Let's say the original image is solid light gray, maybe 99% white. The palette you have for dithering is only pure white and pure black. What's the "best" possible output? Would it be pure white, or would it be 1 black pixel in every 10x10 square? Pure white is more accurate to the "shape" or "details" of the original, but sparse black pixels make a more accurate "color". Whatever your answer is, would it stay the same for 50% white? What about 99.99% black? Where do you draw the line?
Lets say that it's ~94% white. I think it's reasonable to have 1 black pixel in every 4x4 square on average -- that doesn't feel too sparse to me. But if it's literally just black pixel spaced on an even grid, that would look like a pattern to most people, which would still give the impression of a detail that isn't there. So how do you space them out? More even spacing gives the impression of a pattern that isn't there, but more random spacing give the impression of "clustering" and thus a texture that isn't there. There's literally no solution other than subjectively choosing a tradeoff between patterns and clumps.
If you're preserving accurate brightness, then yes obviously 99% white needs 1 black pixel out of 100 on average. Accounting for gamma. There's no line to draw. That's already part of the definition. (You can increase contrast for artistic effect, but that's a different conversation.)
And it doesn't matter if you have patterns or not. What matters is that when you look at different dithering algorithms, it's incredibly clear that some (like truly random noise) make detail very difficult to see, while others (like error diffusion) make it much easier to see.

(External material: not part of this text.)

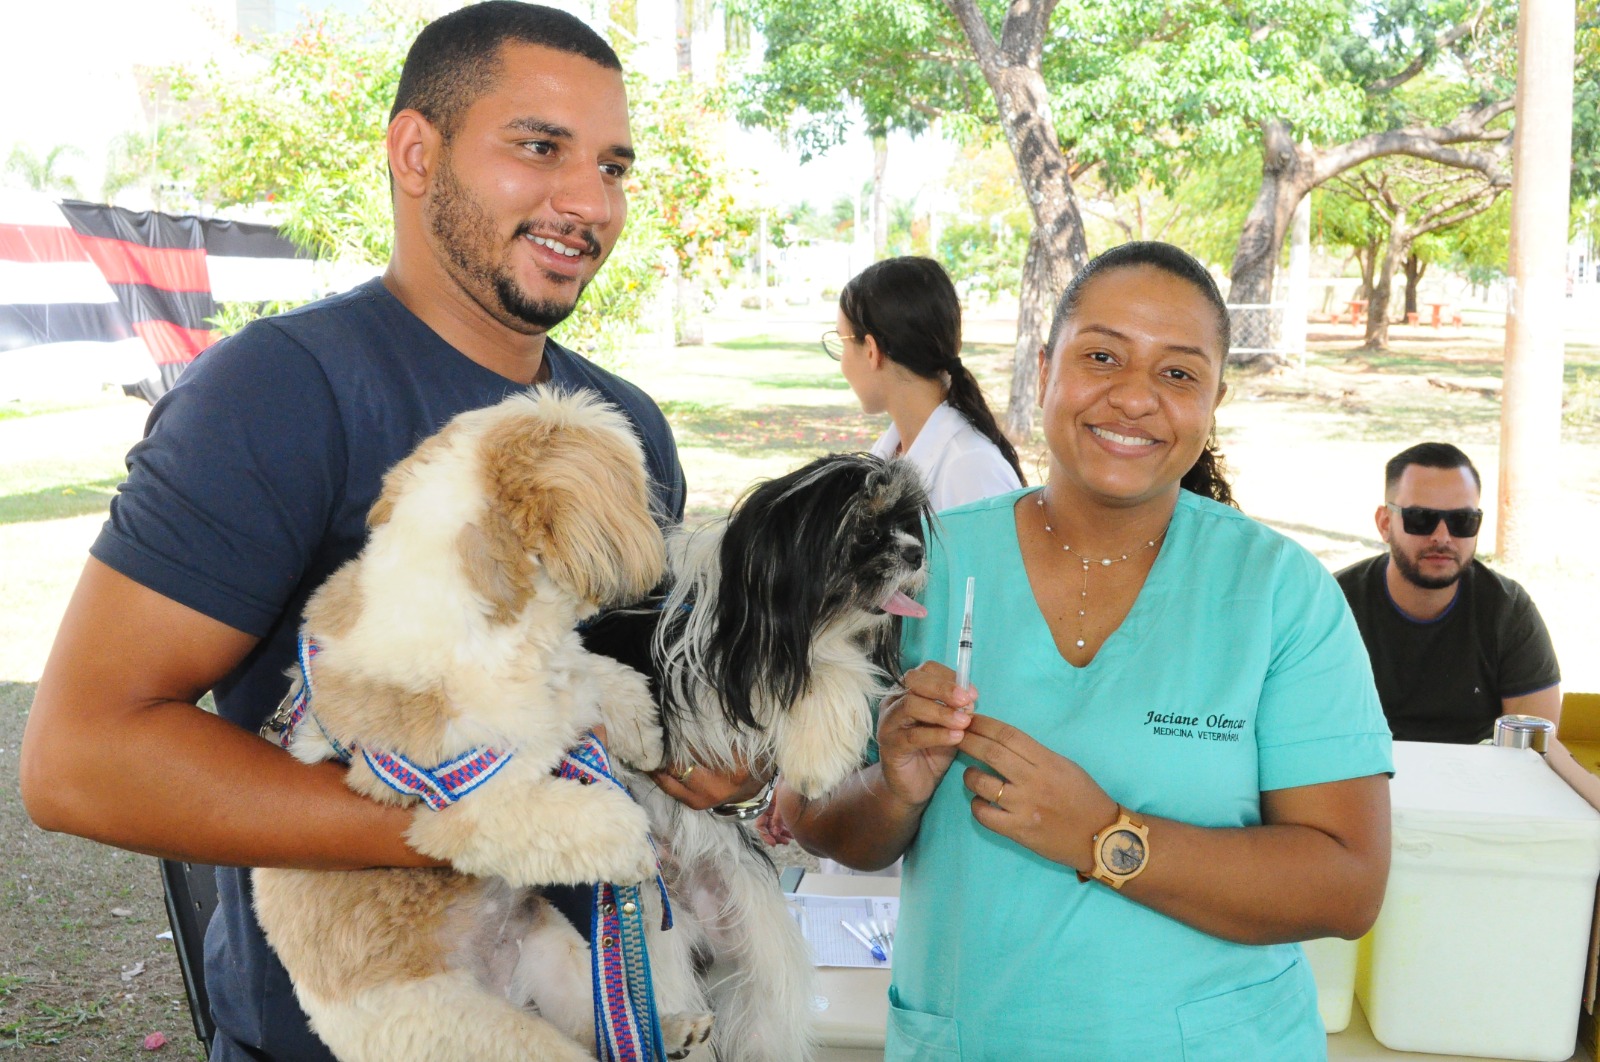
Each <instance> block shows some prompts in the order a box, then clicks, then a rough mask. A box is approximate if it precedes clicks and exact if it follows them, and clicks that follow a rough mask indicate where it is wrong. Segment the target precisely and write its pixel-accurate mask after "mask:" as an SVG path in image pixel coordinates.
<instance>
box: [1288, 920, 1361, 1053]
mask: <svg viewBox="0 0 1600 1062" xmlns="http://www.w3.org/2000/svg"><path fill="white" fill-rule="evenodd" d="M1301 947H1302V948H1304V950H1306V961H1307V964H1309V966H1310V974H1312V977H1315V979H1317V1012H1318V1014H1320V1016H1322V1027H1323V1028H1326V1030H1328V1033H1330V1035H1331V1033H1342V1032H1344V1028H1346V1027H1347V1025H1349V1024H1350V1006H1352V1004H1354V1003H1355V960H1357V955H1358V952H1360V947H1362V945H1360V940H1342V939H1339V937H1320V939H1317V940H1306V942H1304V944H1302V945H1301Z"/></svg>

Just look at: https://en.wikipedia.org/wiki/Dither#Algorithms and observe the difference between "Random", "Ordered (void-and-cluster)", and "Floyd-Steinberg". The level of resolvable detail is obviously increasing. It's not subjective, it's literally the level of signal vs noise. How do you quantify that as a metric?
E.g. one way would be to calculate the standard deviation of the brightness in the dithered image from the original in every 4x4 set of pixels, to minimize their sum, or the sum of their squares, or something. But 4x4 is totally arbitrary, so I'm looking for something more elegant and generalizable. The point is, it shouldn't be dependent on human perception. Detail is detail. Signal is signal. So how do you prove which algorithm preserves the most detail, or prove that an algorithm preserves maximum possible detail?
Let's say you have a photo of a starry night sky, and a photo of a slightly brighter sky with no visible stars. If you do "fully accurate on average" dithering, the dithered output would be identical. But in that context, the difference between "sky with dots" and "sky without dots" is more important than the difference between "dark sky" and "very slightly less dark sky". In that context, I would say a dithering algorithm that discards the very slight error in shade in favor of better accuracy in texture is objectively better.
On that wikipedia page, compare Floyd–Steinberg vs Gradient-based. In my opinion, gradient-based better preserves detail in high-contrast areas (e.g. the eyelid), whereas FS better preserves detail in low-contrast areas (e.g. the jawline between the neck and the cheek).
You're talking about artistic tradeoffs. That's fine.
I'm asking, how do you quantitatively measure in the first place so you can even define the tradeoffs quantitatively?
You say how in your opinion, different algorithms preserve detail better in different areas. My question is, how do we define that numerically so it's not a matter of opinion? If it depends on contrast levels, you can then test with images of different contrast levels.
It doesn't seem unreasonable that we should be able to define metrics for these things.